With the rain came flying ants, fragile creatures that were easily broken. They flew inside in lace-like clouds, pattering against the walls. They tangled themselves in the curtains and the sheets, shedding legs and wings in gossamer piles. They buzzed over the floor with the trajectories of skipped stones. Isabel spent hours watching them, holding them by their arcing brown abdomens. She found great solace in them, these delicate, carelessly made creatures that let themselves be captured and didn’t resist.
When they died, she swept them into little mound
s, set them on the windowsill and watched the wind caress them into the air.
She didn’t descend again to the city. Her world contracted to the hill.
When the loneliness of the room became too much, she went to Junior’s store. His cousin let her sit and watch the afternoon soaps. Sometimes there was a program where a man granted wishes to poor people who wrote in asking for help. They came on the show, tears streaming down their cheeks as he gave them money for new houses, for private schools, for plane tickets to the north. He spoke to them like they were little children, and she despised him.

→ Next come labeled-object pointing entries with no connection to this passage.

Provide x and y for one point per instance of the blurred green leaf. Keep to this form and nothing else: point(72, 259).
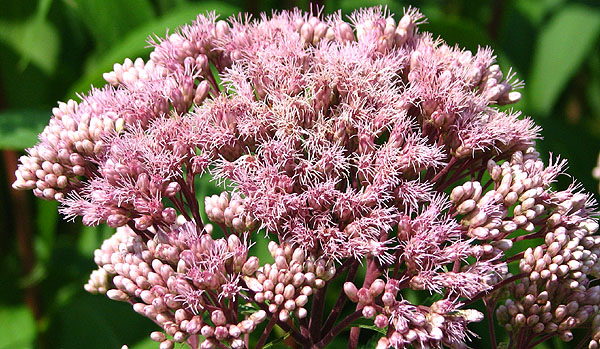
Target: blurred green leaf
point(47, 219)
point(19, 128)
point(134, 44)
point(35, 40)
point(457, 30)
point(145, 343)
point(17, 327)
point(561, 48)
point(88, 318)
point(536, 10)
point(109, 20)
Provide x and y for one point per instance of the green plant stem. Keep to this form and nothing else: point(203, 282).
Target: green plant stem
point(316, 314)
point(338, 328)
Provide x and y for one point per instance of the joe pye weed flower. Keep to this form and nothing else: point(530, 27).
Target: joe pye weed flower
point(359, 144)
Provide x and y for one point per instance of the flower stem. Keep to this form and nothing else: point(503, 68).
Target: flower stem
point(339, 305)
point(338, 328)
point(316, 316)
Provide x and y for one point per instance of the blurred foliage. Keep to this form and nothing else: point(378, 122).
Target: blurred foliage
point(49, 50)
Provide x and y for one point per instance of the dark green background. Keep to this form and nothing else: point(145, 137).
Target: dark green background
point(49, 50)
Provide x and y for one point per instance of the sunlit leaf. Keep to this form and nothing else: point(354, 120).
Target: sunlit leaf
point(19, 128)
point(561, 48)
point(17, 327)
point(35, 40)
point(109, 20)
point(134, 44)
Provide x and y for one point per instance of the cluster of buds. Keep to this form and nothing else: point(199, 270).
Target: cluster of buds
point(443, 322)
point(521, 182)
point(556, 294)
point(175, 281)
point(286, 284)
point(223, 210)
point(341, 140)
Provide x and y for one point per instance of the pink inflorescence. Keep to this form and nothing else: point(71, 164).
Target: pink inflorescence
point(350, 144)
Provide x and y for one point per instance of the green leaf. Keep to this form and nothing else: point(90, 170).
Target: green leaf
point(19, 128)
point(561, 48)
point(109, 20)
point(134, 45)
point(35, 40)
point(17, 327)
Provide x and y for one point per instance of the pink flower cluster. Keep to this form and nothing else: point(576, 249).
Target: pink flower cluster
point(361, 144)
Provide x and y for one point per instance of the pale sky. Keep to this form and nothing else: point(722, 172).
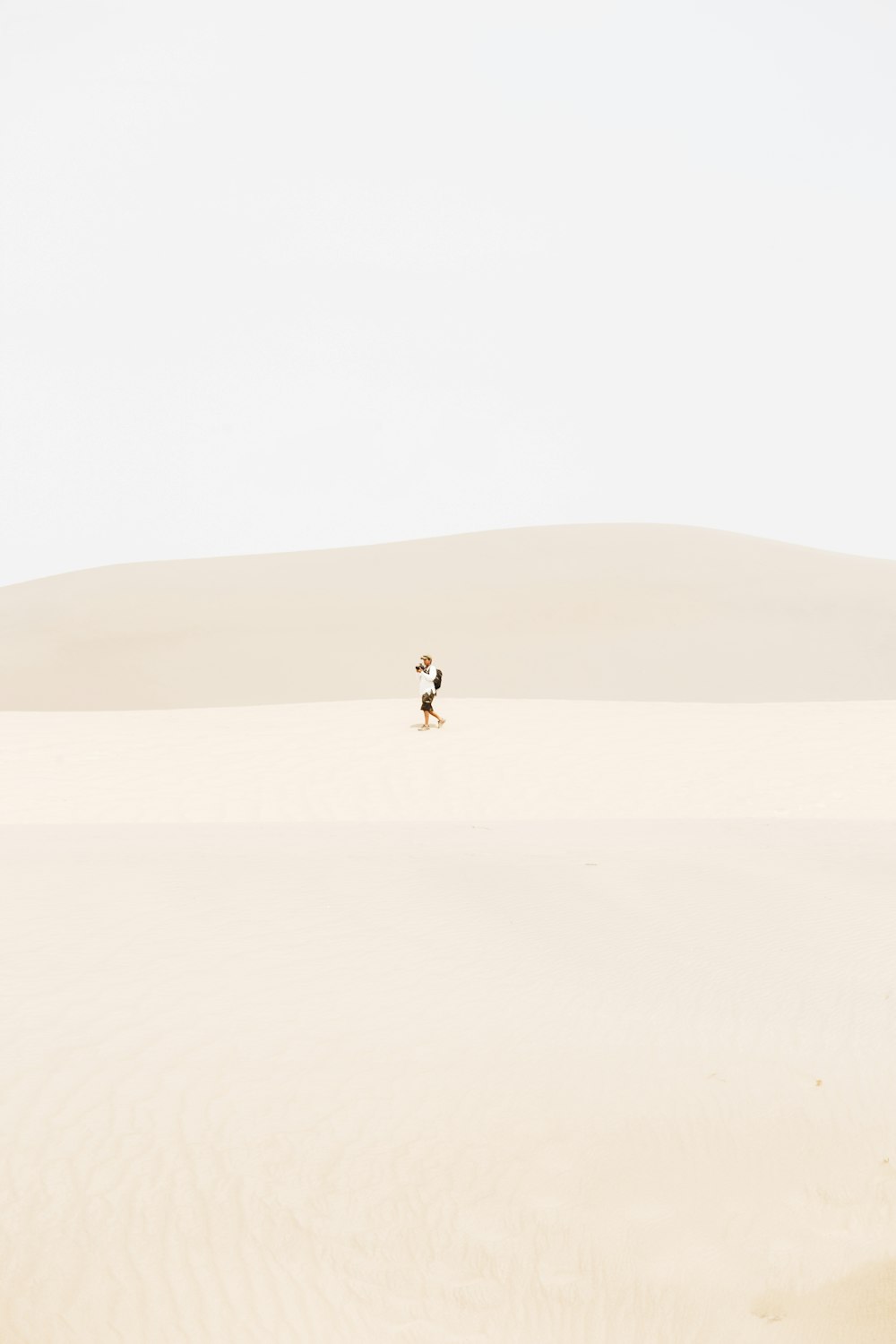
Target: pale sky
point(281, 276)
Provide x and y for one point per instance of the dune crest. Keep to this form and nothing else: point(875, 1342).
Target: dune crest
point(618, 612)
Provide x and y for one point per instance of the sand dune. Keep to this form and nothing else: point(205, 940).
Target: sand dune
point(579, 1081)
point(599, 612)
point(571, 1023)
point(540, 760)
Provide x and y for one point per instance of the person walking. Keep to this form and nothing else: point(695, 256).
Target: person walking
point(427, 676)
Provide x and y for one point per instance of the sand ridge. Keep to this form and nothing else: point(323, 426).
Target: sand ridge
point(618, 612)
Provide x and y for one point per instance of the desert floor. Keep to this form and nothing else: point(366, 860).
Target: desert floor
point(567, 1023)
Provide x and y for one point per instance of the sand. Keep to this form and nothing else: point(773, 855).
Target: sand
point(594, 612)
point(493, 1053)
point(573, 1021)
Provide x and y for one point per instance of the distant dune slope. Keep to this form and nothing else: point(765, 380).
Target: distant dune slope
point(590, 612)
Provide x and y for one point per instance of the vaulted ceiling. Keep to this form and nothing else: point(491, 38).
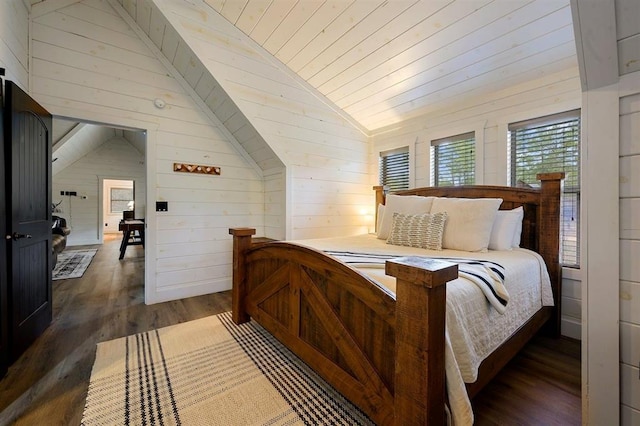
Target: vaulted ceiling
point(383, 62)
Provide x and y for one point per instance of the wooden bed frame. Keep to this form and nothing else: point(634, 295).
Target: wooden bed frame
point(384, 352)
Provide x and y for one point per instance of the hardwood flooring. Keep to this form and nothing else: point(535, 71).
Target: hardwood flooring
point(48, 384)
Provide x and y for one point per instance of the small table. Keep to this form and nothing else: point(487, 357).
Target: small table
point(127, 227)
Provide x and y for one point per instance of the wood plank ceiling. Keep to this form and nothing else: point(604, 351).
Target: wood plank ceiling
point(383, 62)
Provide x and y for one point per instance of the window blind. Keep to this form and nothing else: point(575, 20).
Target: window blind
point(394, 169)
point(454, 160)
point(552, 144)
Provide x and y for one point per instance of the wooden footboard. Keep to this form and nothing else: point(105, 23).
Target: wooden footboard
point(343, 325)
point(384, 352)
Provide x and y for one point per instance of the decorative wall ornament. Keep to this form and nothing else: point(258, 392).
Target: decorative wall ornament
point(196, 168)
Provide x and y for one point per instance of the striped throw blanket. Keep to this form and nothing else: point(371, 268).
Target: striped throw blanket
point(487, 275)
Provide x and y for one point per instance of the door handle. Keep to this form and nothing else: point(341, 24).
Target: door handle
point(16, 236)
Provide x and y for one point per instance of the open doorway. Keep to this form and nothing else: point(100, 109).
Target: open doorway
point(118, 199)
point(103, 169)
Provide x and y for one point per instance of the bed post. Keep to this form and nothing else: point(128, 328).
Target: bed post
point(241, 243)
point(420, 338)
point(549, 236)
point(380, 192)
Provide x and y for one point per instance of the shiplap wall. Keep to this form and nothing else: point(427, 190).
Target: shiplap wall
point(113, 158)
point(328, 185)
point(489, 117)
point(14, 42)
point(629, 255)
point(87, 63)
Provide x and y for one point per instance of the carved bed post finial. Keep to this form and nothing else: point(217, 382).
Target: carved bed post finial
point(380, 195)
point(420, 338)
point(549, 230)
point(241, 243)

She didn’t tell Josiane about the hospital, and when she waved her flag she lowered her cap over her eyes. Josiane didn’t seem to notice any change. One Saturday, as they walked to the bus, she rested her pink fingernails on Isabel’s arm and said, ‘I never told you, but most Saturday nights I go dancing. I’m going tonight. Come. My friends will like you. They call you my backlander.’ She laughed and then stopped. ‘They don’t mean it in a bad way—not that you are ignorant, just that you still have country ways. You should come.’ Isabel shook her head. ‘Just offering,’ said her friend. ‘Sometimes I don’t understand you. Do you even think about what other girls think about? Sometimes I think you will always be so young.’
She returned to washing in the river.
With the rains, the water was high. She found comfort in the rocking, and in the river’s new smell of roots and soil. She asked to help with the other women’s clothes. She watched her hands disappear and twisted the shirts until her forearms ached.